Kinzah Khan considers the wayward factors behind the horrifying events in Christchurch.
On Friday 15th of March, there was a mass shooting at the Al Noor and Linwood Mosques in Christchurch, New Zealand. As of now, there have been 50 people killed in total, including young children. So far, only one suspect has been charged: a man in his late 20s. Three others have been detained. According to a report by the New York Times, the gunman parked in an alley next to the mosque and opened fire on Al Noor Mosque at around 1.40pm. A couple of minutes later, he exited the mosque, retrieved a new gun from his car and resumed firing outside the mosque before entering again. Around six minutes after the first shot, he left the mosque, shot a bystander and drove away. In his manifesto, posted to Twitter and 8chan, the man identifies himself as an Australian white nationalist. Apparently, he was known for his extremist right-wing discussions online. I was just sitting in the Student Centre minding my own business, but I felt compelled to share my raw reaction to some of the articles and tweets. Two in particular have stood out to me. Firstly, I came across this:
I am trying to figure out how to describe the look on my face, even while writing this: disgust, shock, abhorrence, repugnance, fear, sorrow, irritation, annoyance, frustration. All I do know is when I read this tweet, I felt physically sick. At the crime itself, but also the very nerve of this man to live stream it, as if it were a videogame. I then saw a tweet that had shared a portion of the video. In the video, the shooter casually reloads his rifle and resumes shooting a pile of bodies. Whether those bodies were dead or alive, I do not know. A little fact about me: I despise guns. I do not think they are cool or necessary in any domestic setting and they make me incredibly uncomfortable. Watching a first-person perspective video of a shooter loading, what looked like military grade assault rifle, in a familiar place of worship was distressing to say the least. When the shooter turned again to the bodies, I had to scroll away. The silence of the video is disturbing and eerie. The carpeted prayer mats and bodies dressed in white shalwars are too familiar. The room looked like every community mosque, reminding us that this attack could have happened anywhere. Please do not search for the video. It’s not worth it.
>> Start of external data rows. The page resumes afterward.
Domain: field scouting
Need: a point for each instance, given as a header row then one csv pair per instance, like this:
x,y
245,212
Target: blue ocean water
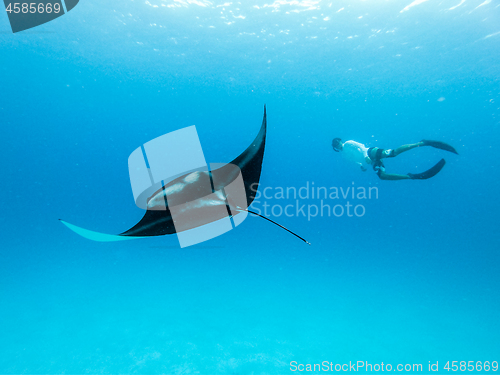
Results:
x,y
413,280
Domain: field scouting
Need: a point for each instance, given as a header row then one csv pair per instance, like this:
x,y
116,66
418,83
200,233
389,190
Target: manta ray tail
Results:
x,y
279,225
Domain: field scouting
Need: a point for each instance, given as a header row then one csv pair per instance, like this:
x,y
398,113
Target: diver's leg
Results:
x,y
404,148
392,176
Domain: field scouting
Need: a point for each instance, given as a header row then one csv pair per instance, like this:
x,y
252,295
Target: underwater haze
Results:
x,y
408,275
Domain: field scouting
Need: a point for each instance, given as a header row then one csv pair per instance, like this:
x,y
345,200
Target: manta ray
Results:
x,y
197,198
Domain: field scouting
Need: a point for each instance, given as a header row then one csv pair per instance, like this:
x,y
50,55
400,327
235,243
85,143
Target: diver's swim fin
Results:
x,y
428,173
440,145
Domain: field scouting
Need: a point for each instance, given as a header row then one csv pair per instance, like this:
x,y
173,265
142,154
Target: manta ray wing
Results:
x,y
158,222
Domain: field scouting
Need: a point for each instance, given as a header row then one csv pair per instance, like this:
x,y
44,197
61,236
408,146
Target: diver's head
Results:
x,y
337,144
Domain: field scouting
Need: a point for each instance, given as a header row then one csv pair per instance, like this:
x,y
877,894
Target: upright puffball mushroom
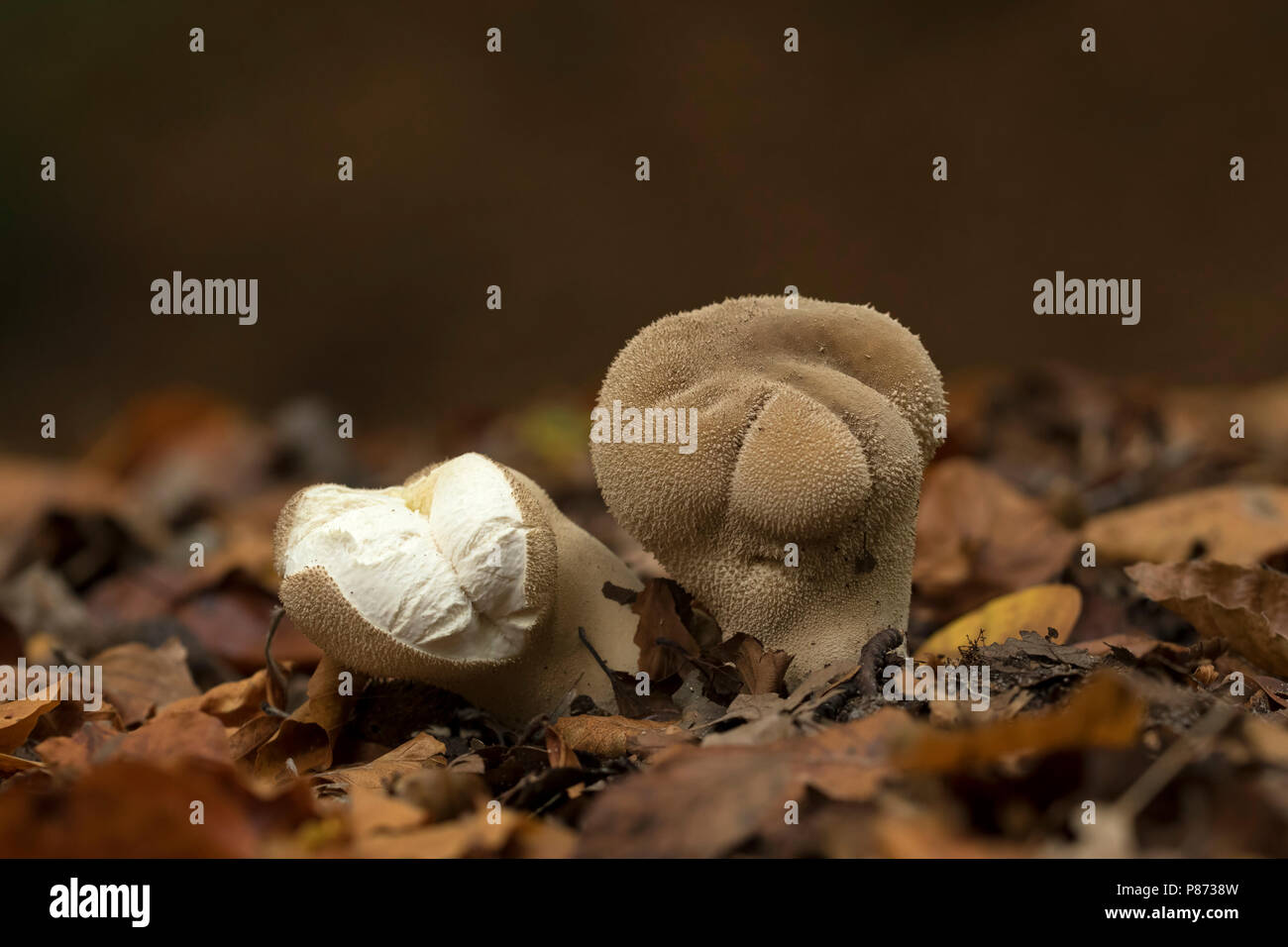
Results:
x,y
812,428
467,577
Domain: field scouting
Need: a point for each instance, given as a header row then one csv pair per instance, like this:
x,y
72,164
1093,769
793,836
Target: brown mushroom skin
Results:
x,y
553,661
814,427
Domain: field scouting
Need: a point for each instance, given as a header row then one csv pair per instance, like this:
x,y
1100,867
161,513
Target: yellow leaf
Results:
x,y
1033,609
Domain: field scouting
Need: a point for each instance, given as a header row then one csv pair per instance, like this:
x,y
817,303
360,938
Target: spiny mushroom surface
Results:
x,y
467,577
812,428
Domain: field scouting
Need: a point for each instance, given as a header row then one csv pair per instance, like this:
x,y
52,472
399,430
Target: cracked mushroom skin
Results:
x,y
812,428
467,577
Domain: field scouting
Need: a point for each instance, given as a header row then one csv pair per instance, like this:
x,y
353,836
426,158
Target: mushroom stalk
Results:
x,y
467,577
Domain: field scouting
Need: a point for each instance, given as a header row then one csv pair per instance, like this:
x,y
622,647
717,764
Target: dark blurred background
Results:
x,y
518,169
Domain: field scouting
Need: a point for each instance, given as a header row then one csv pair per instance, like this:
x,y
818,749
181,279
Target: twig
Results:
x,y
1172,762
273,669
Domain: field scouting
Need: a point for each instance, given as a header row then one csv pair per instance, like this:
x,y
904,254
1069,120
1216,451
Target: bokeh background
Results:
x,y
518,169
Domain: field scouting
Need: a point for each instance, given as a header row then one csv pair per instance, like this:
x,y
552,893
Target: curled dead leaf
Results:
x,y
1248,607
1237,525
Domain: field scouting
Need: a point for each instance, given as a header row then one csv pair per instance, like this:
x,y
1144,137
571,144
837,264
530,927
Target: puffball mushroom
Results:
x,y
467,577
812,428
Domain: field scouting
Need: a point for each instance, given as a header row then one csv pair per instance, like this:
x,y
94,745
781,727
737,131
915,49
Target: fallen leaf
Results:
x,y
136,809
700,802
516,835
20,718
80,749
614,736
760,671
1237,525
420,751
1103,711
1041,607
308,737
172,740
979,538
17,764
233,702
661,635
1245,605
138,680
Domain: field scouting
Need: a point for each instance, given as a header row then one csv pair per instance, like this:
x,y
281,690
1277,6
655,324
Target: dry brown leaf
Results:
x,y
1237,525
1104,711
174,738
420,751
561,754
374,810
1030,609
1248,607
472,835
760,671
252,735
137,680
661,634
616,736
233,702
136,809
18,719
80,749
16,764
978,536
698,802
309,735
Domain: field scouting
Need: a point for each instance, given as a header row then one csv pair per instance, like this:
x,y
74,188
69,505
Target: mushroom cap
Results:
x,y
812,427
452,570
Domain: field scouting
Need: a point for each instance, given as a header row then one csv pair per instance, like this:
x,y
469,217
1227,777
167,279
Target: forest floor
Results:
x,y
1113,553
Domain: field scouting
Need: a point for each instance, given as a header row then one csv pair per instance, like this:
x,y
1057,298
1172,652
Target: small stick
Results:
x,y
273,669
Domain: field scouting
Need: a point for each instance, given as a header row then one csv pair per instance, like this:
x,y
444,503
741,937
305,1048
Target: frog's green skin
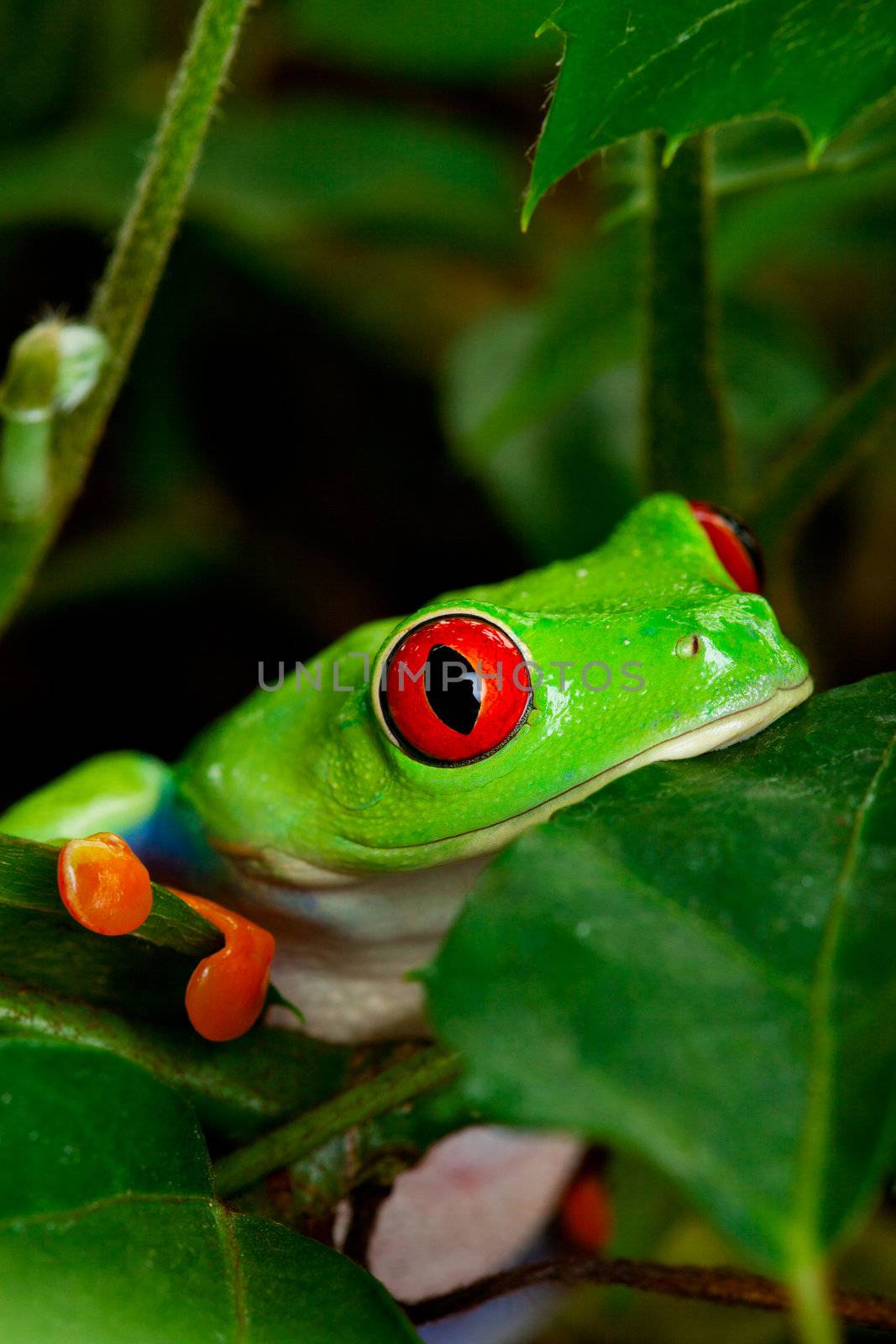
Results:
x,y
304,811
The role of social media in this case is hardly novel. The trend of right-wing extremists leaving digital trails of intent was already set by the Parkland Florida school shootings and the 2011 shooting in Oslo. The New Zealand shooter is no different: he was known online for his right-wing extremist views, and posted a manifesto to Twitter before conducting his attacks. This digital paper trail helps breed regret: survivors, law enforcement officers and social media companies are left with a ‘what if’ sentiment, wondering what could have been if the red flags had been detected sooner. Over the last couple of years, especially since the Zuckerberg hearing, social networks have been forcibly enhancing their safeguards to protect users and monitor potentially harmful content. As social media becomes a weaponised staple in attacks such as these, the need to reform internet monitoring, especially on niche websites such as 4Chan, becomes more apparent. Modern social networking is still a relatively new concept, but we need to recognise it as more than a platform for sharing harmless memes.
Globalisation has led to huge advantages in connecting our world, where the internet has been a key player. Ideas, cultures, and values can be easily shared and understood through the digital space, leading to a mutual understanding between races, cultures and religions, with the potential to create connections between people who might never otherwise meet. The possibility for empathy and productive discussion is huge, but it’s also incredibly idealist. The ease of sharing values and ideas is not restricted. The New Zealand shooter had the ability – and the audacity – to live stream his actions. Political theory has begun to account for the role of the internet in bolstering the extremist mindset, as terrorists have the ability to find and connect with like-minded others, as easily as Game of Thrones fans can be instantly connected to discussions about the next series. Social media sites have been working to take down the New Zealand video, but the damage has already been done, visible in the heightened security outside mosques the world over. But the terrifying thing is that there’s little we can do: the internet is supposed to have total freedom of expression, where anyone can find like-minded people and share their thoughts. I hope you can see how this idea can be read as positive or negative. The mutual benefits and hindrances of the internet in connecting our world makes it the ultimate oxymoron.
In the all-too-common face of attacks like these, there is an outpouring of ‘thoughts and prayers’ which is always met with a huge amount of criticism online. I agree with this critique to a point, especially when those platitudes come from figures who have the power to do more. But, for the students who have taken the time to read this under a pile of coursework, thoughts and prayers might be the most substantial thing we can give. So please do send your thoughts and prayers – taking the time understand, empathise and acknowledge what has happened and how it is affecting an international community is better than shrugging and scrolling away.
Inna Lillahi wa inna ilayhi raji’un.